Middlebury College will extend its "associate status" program, currently offered to faculty phasing into retirement or pursuing demanding scholarly activities, to new faculty parents. Middlebury also plans to develop a "clipping service" or RSS feed on a new work/life web site that will highlight significant articles or new initiatives to increase awareness about work/life strategies.
Mount Holyoke College will increase the attractiveness of phased retirement for senior faculty by consolidating several flexibility options into a standard comprehensive work plan for phasing faculty. Additionally, the dean will provide monies for faculty to keep their research going during and after a family leave.
Oberlin College will promote their generous policies, such as full-paid maternity leave for full- and part-time faculty, temporary shifts to part-time appointments for dependent care and tenure clock extensions.

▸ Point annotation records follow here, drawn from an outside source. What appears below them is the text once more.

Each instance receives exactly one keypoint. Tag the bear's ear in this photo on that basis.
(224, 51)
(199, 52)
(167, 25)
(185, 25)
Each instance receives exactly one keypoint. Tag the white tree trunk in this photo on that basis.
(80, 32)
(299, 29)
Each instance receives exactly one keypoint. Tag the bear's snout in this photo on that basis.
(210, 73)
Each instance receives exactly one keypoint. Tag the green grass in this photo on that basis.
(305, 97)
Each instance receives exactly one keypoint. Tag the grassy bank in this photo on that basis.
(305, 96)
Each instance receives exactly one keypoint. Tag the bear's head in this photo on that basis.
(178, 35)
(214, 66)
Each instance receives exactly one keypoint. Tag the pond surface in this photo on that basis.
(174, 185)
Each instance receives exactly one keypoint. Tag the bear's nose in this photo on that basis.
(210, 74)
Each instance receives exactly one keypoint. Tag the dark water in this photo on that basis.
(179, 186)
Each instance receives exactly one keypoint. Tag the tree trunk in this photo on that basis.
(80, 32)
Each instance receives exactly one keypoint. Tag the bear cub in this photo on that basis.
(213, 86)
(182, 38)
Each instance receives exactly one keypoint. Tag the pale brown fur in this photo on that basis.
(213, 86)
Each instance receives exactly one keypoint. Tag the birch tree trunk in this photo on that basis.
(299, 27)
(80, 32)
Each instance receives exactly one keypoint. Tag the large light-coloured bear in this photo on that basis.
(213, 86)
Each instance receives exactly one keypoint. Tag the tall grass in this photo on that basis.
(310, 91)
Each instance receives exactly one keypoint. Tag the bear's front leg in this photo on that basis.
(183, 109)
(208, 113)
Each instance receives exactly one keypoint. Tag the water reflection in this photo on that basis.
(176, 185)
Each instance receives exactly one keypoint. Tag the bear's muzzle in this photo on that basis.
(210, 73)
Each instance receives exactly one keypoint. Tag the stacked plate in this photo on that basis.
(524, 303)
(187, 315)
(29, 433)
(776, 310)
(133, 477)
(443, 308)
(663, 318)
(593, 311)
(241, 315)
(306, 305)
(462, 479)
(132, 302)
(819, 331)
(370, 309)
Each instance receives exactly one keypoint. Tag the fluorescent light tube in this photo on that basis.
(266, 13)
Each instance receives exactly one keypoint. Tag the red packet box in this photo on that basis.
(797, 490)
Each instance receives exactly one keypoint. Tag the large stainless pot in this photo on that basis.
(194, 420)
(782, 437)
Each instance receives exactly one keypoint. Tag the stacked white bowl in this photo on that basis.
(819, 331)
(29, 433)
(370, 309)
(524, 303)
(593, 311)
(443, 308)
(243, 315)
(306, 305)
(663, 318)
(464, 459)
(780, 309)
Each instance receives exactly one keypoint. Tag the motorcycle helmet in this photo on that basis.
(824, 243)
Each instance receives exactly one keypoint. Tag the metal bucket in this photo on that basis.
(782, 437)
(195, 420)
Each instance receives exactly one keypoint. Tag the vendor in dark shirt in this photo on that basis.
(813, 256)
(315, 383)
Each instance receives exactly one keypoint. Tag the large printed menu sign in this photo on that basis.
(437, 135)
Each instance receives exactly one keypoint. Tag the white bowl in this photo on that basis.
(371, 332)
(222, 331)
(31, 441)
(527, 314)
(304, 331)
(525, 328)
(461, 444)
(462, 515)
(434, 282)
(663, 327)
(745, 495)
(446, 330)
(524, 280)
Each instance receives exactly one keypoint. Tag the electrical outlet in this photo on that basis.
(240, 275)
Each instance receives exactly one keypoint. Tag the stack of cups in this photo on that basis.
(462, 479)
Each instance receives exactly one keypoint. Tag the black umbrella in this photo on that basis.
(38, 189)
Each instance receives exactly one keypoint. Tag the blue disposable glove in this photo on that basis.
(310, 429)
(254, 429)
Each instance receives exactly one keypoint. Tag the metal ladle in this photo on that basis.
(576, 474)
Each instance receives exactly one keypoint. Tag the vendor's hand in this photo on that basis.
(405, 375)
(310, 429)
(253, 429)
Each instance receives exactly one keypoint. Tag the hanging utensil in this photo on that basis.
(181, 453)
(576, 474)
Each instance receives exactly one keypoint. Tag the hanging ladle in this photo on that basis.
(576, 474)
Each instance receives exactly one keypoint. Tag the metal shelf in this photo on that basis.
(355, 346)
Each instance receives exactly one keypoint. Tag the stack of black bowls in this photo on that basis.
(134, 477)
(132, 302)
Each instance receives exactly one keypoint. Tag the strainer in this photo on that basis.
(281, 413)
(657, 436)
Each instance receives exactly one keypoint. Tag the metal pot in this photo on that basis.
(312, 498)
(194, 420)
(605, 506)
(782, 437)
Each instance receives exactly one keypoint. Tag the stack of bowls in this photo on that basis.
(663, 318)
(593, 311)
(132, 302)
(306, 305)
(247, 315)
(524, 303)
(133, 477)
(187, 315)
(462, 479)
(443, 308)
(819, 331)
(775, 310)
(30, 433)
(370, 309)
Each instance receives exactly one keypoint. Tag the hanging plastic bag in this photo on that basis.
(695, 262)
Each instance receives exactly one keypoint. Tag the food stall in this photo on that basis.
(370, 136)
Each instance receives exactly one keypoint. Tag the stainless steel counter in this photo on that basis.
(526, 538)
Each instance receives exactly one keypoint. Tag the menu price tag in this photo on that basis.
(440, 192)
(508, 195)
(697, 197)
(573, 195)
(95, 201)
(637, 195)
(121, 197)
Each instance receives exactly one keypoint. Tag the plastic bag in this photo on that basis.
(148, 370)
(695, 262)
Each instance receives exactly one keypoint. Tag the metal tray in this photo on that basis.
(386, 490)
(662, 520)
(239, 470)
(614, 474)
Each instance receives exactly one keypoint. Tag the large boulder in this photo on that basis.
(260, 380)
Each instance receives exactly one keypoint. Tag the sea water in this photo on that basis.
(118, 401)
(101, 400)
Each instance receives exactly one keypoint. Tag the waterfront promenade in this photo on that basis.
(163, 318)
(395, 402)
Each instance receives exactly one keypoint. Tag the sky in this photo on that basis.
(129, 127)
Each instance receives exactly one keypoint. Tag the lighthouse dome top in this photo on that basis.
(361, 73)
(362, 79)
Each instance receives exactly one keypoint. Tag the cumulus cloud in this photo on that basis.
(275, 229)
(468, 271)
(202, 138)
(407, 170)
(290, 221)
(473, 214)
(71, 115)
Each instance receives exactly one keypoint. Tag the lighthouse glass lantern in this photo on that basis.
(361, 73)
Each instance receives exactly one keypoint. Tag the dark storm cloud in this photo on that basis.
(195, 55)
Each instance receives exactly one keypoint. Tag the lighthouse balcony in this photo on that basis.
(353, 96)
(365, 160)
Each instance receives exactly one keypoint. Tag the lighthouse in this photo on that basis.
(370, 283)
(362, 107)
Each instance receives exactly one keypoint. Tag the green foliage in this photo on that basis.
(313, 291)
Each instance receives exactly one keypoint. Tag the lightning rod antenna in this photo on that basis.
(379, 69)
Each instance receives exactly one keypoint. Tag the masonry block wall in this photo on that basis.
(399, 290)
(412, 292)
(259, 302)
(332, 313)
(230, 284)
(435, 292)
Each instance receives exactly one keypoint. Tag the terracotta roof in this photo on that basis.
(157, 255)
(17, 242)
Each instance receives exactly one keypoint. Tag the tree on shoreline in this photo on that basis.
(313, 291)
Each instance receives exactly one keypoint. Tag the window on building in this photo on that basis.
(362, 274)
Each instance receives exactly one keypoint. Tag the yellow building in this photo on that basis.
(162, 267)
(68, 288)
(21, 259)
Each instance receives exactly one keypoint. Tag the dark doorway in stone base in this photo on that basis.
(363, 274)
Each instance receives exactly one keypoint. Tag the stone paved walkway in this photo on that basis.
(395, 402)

Oberlin also will incorporate discussion of career flexibility into its junior mentoring program.
Washington & Lee University recently launched a study of key issues related to work-life balance in relation to expectations for teaching and research. The resulting initiatives will provide more options for child care, offer technological alternatives to compensate for necessary time away from campus, and create a culture of acceptance for flexible career trajectories that are different from the more rigid timetables for tenure and promotion of the past.
Dickinson College will enhance its Faculty Career Cycle Program to include support for faculty dealing with health and family issues. The Career Cycle Program is currently limited to faculty who are completing a period of intense, significant service to the college and are returning to their teaching and scholarship activities. Smith College has established a Center for Work and Life that focuses on the challenges of negotiating career, family responsibilities, and personal well-being. Faculty report that one of the most challenging aspects of work-life balance is caring for an aging parent. The Center for Work and Life will develop a model for eldercare support, including a comprehensive web site with referral information, local support groups, and information on new research findings.
Applicants were evaluated in a two-part process. During the first stage, an institutional survey about faculty career flexibility options was offered to participating institutions' leadership. The second stage included a faculty survey that was offered to tenured and tenure-track faculty (excluding medical schools), and the development of a university-wide plan for accelerating the development and use of career flexibility programs among faculty. Among the issues considered were faculty recruitment and retention, strengthening faculty commitment, engagement and morale, achieving institutional excellence and maintaining academic competitiveness in a global market.
A panel of recently retired college and university presidents and chancellors reviewed and rated the plans, including Ann H. Hasslemo, former president of Hendrix College (AR); Stanton Hales, former president of College of Wooster (OH); Barbara Hill, former president of Sweet Briar College (VA); Richard Kneedler, president emeritus of Franklin and Marshall College (PA); and Bette Landman, former president of Arcadia University (PA).
Faculty Retirement—All Institutional Types
In 2012, a 4th round of Sloan Awards was conducted, for Best Practices in Retirement Transitions. ACE will be working with the fifteen winning institutions (from research, master's large, and baccalaureate-arts and sciences Carnegie classifications) to collect data about how to best support faculty transitions into retirement while also supporting institutional needs. ACE will disseminate these best practices to academic leaders—first through the wide release of a monograph, and then by disseminating the findings through various venues.